Masa penyebaran virus merupakan masa inkubasi virus dalam tubuh inang sebelum benar-benar dinyatakan positif terjangkit penyakit. Ada yang sangat cepat dengan hitungan hari dan ada juga yang lambat. Faktor lain yang menentukan adalah kemampuan tubuh dalam fungsi sistem kekebalan tubuh.  Jika lemah, maka masa inkubasi akan semakin cepat. Namun tidak jarang karena sistem kekebalan tubuh yang baik seseorang bisa sembuh dari infeksi virus.
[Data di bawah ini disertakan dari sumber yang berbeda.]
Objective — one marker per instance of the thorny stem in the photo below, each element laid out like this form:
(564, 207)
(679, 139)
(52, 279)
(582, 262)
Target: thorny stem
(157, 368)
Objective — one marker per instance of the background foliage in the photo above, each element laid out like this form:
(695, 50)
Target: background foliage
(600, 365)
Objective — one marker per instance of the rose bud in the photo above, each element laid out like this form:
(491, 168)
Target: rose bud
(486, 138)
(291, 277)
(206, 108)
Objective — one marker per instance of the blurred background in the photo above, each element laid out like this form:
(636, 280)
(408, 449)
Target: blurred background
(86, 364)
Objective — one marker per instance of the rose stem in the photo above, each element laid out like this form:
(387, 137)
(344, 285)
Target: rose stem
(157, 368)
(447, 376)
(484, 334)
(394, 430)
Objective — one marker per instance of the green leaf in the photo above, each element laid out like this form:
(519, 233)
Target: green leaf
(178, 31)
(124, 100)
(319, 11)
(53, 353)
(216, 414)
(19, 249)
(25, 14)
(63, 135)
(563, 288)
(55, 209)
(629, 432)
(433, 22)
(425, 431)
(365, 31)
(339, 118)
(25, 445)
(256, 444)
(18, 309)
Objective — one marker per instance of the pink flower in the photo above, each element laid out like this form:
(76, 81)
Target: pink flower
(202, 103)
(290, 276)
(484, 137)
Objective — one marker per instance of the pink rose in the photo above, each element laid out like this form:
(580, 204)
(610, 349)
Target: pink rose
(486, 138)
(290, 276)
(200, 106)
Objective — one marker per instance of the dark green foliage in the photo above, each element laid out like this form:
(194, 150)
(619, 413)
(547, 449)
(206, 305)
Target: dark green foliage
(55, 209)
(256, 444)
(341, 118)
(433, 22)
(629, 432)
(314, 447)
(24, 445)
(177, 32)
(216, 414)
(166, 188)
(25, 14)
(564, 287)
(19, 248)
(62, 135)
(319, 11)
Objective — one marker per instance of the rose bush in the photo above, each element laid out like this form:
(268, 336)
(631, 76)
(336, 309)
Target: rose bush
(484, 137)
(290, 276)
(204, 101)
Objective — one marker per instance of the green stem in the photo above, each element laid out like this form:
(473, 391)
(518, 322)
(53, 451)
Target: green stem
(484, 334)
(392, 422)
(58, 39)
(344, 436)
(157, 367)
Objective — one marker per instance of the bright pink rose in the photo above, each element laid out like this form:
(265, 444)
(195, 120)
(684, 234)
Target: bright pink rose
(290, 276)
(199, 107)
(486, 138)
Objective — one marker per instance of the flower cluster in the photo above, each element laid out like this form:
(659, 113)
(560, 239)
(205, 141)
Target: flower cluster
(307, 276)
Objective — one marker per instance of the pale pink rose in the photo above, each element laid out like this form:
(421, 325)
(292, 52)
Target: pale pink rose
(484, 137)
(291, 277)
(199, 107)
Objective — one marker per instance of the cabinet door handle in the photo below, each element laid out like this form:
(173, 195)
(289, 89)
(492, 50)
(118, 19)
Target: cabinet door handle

Lalu bagaimana dengan virus corona? Virus corona merupakan keluarga dari virus SARS, dengan saudara lainnya dengan sejenis virus influenza. Memang virus ini berjenis virus yang setiap tahun mengalami perubahan materi genetik secara rutin. Satu materi yang merubah kode, maka sistem kekebalan tubuh inang atau manusoa harus beradaptasi untuk mengenali dan menyusun antibodi terhadap virus tersebut. Tak heran jika jenis virus baru yang diberi inisial 2019-nCoV menyebar dengan cepat. Selain karena faktor aktifitas penduduk kota Wuhan yang tinggi, virus ini baru dikenal pada Desember 2019. Selama vaksin belum diperoleh, maka penyebaran virus tersebut akan semakin meluas. Vaksin bisa diperoleh setelah para ahli virus tuntas mempelajari perilaku virus corona yang kemudian medilemahkan dan dimatikan.

Perlu kita ketahui bahwa virus yang menyerang hewan hanya akan menyerang pada jenis hewan atau manusia. Perilaku ini tidak berlaku pada tumbuhan. Demikian sebaliknya, jika kita memakan tumbuhan berjenis apapun dan terjangkit virus, maka tidak perlu khawatir untuk terinfeksi.